Request for bug verification/comment: LuCI erroneously adds bridge to interface stanza

TL;DR:
I'm looking for verification of this behavior, and confirmation about what I believe to be a bug that can be induced by LuCI operations. Specifically, this has to do with the addition of this line to a network interface stanza:

	option type 'bridge'

Apologies in advance, this will be a bit long, but I want to make this clear and provide the recipe for reproducing the erroneous entry.

Background:
The line option type 'bridge' no longer belongs in network interface stanzas. I think this dates back to either 19.07 or 21.02 when the syntax shifted to defining the bridge in its own config device stanza. The issue is that not only is the old practice of defining the bridge inside the network interface deprecated, it will actually break things.

Despite the fact that network interfaces do not accept this line anymore, we still find that it appears in current configs (for example, this one which just showed up several posts into the thread). And what's puzzling is that the users almost always say that they used LuCI and did not edit the config file with a text editor or CLI. So... how does it get in there?
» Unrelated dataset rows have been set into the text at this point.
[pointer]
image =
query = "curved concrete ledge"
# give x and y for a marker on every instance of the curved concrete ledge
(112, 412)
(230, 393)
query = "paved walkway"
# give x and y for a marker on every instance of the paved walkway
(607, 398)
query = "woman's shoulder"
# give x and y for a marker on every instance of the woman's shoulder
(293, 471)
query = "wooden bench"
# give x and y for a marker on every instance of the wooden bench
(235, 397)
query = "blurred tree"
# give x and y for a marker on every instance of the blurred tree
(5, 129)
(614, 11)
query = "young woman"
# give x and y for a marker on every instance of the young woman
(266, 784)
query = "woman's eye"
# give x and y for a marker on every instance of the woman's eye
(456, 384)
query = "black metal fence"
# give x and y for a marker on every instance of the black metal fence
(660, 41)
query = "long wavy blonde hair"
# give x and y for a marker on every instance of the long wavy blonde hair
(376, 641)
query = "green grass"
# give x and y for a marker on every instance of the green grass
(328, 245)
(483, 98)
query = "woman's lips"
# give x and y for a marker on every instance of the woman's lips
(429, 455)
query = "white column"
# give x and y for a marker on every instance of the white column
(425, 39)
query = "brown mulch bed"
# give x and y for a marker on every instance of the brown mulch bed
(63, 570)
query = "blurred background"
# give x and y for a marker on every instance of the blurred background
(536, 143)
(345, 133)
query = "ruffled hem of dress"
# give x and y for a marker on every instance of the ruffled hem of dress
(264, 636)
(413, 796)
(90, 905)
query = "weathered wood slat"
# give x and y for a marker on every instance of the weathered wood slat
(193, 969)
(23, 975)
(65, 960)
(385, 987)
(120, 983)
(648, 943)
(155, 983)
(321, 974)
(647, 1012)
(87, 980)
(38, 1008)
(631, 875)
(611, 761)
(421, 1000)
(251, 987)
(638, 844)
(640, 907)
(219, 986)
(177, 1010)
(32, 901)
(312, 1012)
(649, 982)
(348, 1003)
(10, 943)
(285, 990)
I figured it out today, and I'll share the recipe with you. It applies to both swconfig and DSA devices. I've tested it with a Linksys EA6300 (DSA) and a Linksys E3000 (swconfig), both on 23.05.2, starting with completely default configs and then making changes only through LuCI. I'll describe the general flow and show the text (mainly the deltas) from /etc/config/network. If it is not clear how I got there and screenshots or a video are required, let me know.

Reproduction Procedure:
We'll start with a completely default configuration on my EA6300.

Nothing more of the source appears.